Re: [PATCH v10] mm: vmscan: try to reclaim swapcache pages if no swap space

From: Huang, Ying
Date: Thu Nov 23 2023 - 01:18:20 EST


Michal Hocko <mhocko@xxxxxxxx> writes:

> On Wed 22-11-23 02:39:15, Yosry Ahmed wrote:
>> On Wed, Nov 22, 2023 at 2:09 AM Michal Hocko <mhocko@xxxxxxxx> wrote:
>> >
>> > On Wed 22-11-23 09:52:42, Michal Hocko wrote:
>> > > On Tue 21-11-23 22:44:32, Yosry Ahmed wrote:
>> > > > On Tue, Nov 21, 2023 at 10:41 PM Liu Shixin <liushixin2@xxxxxxxxxx> wrote:
>> > > > >
>> > > > >
>> > > > > On 2023/11/21 21:00, Michal Hocko wrote:
>> > > > > > On Tue 21-11-23 17:06:24, Liu Shixin wrote:
>> > > > > >
>> > > > > > However, in swapcache_only mode, the scan count still increased when scan
>> > > > > > non-swapcache pages because there are large number of non-swapcache pages
>> > > > > > and rare swapcache pages in swapcache_only mode, and if the non-swapcache
>> > > > > > is skipped and do not count, the scan of pages in isolate_lru_folios() can
>> > > > > > eventually lead to hung task, just as Sachin reported [2].
>> > > > > > I find this paragraph really confusing! I guess what you meant to say is
>> > > > > > that a real swapcache_only is problematic because it can end up not
>> > > > > > making any progress, correct?
>> > > > > This paragraph is going to explain why checking swapcache_only after scan += nr_pages;
>> > > > > >
>> > > > > > AFAIU you have addressed that problem by making swapcache_only anon LRU
>> > > > > > specific, right? That would be certainly more robust as you can still
>> > > > > > reclaim from file LRUs. I cannot say I like that because swapcache_only
>> > > > > > is a bit confusing and I do not think we want to grow more special
>> > > > > > purpose reclaim types. Would it be possible/reasonable to instead put
>> > > > > > swapcache pages on the file LRU instead?
>> > > > > It looks like a good idea, but I'm not sure if it's possible. I can try it, is there anything to
>> > > > > pay attention to?
>> > > >
>> > > > I think this might be more intrusive than we think. Every time a page
>> > > > is added to or removed from the swap cache, we will need to move it
>> > > > between LRUs.

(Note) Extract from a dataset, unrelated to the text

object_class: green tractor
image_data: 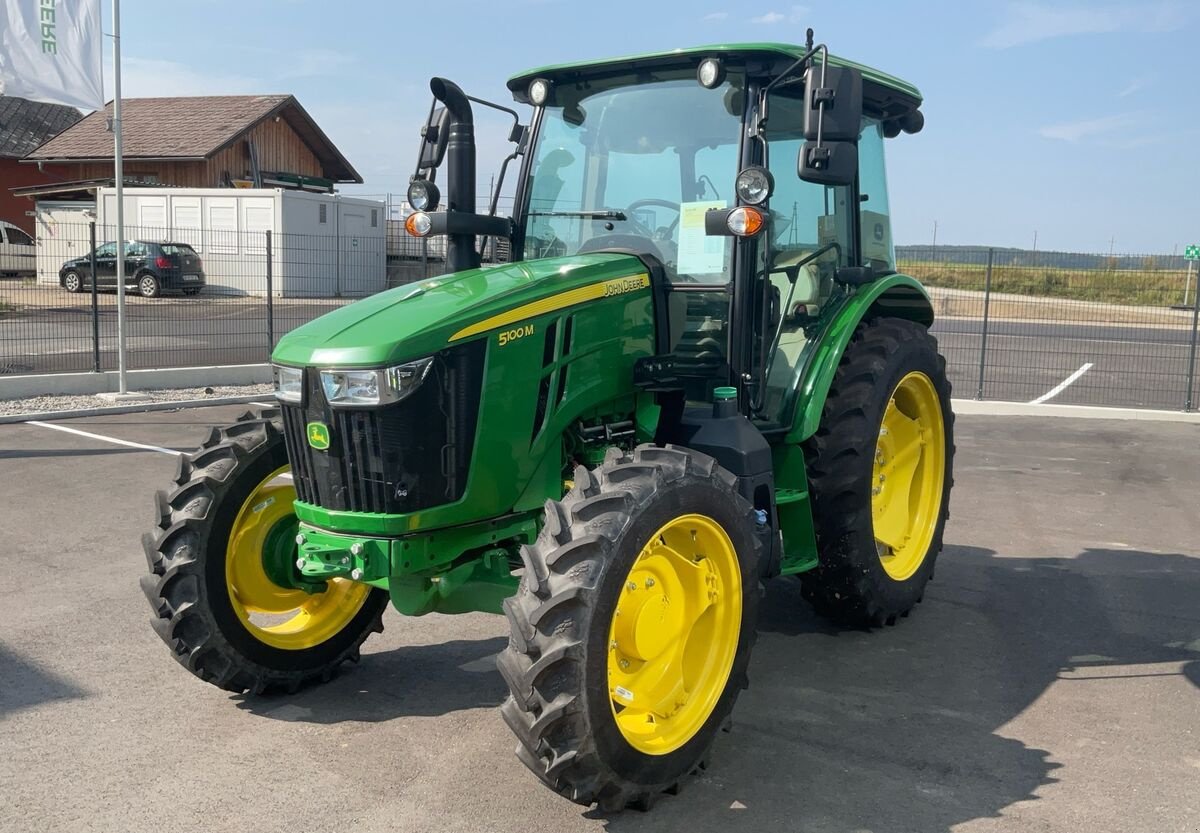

All pages on the anon LRU will need to go through the
>> > > > file LRU before being reclaimed. I think this might be too big of a
>> > > > change to achieve this patch's goal.
>> > >
>> > > TBH I am not really sure how complex that might turn out to be.
>> > > Swapcache tends to be full of subtle issues. So you might be right but
>> > > it would be better to know _why_ this is not possible before we end up
>> > > phising for couple of swapcache pages on potentially huge anon LRU to
>> > > isolate them. Think of TB sized machines in this context.
>> >
>> > Forgot to mention that it is not really far fetched from comparing this
>> > to MADV_FREE pages. Those are anonymous but we do not want to keep them
>> > on anon LRU because we want to age them indepdendent on the swap
>> > availability as they are just dropped during reclaim. Not too much
>> > different from swapcache pages. There are more constrains on those but
>> > fundamentally this is the same problem, no?
>>
>> I agree it's not a first, but swap cache pages are more complicated
>> because they can go back and forth, unlike MADV_FREE pages which
>> usually go on a one way ticket AFAICT.
>
> Yes swapcache pages are indeed more complicated but most of the time
> they just go away as well, no?

When we swapin a page, we will put it in swapcache too. And the page
can be in that state for long time if there is more than 50% free space
in the swap device.

> MADV_FREE can be reinitiated if they are
> written as well. So fundamentally they are not that different.
>

[snip]

--
Best Regards,
Huang, Ying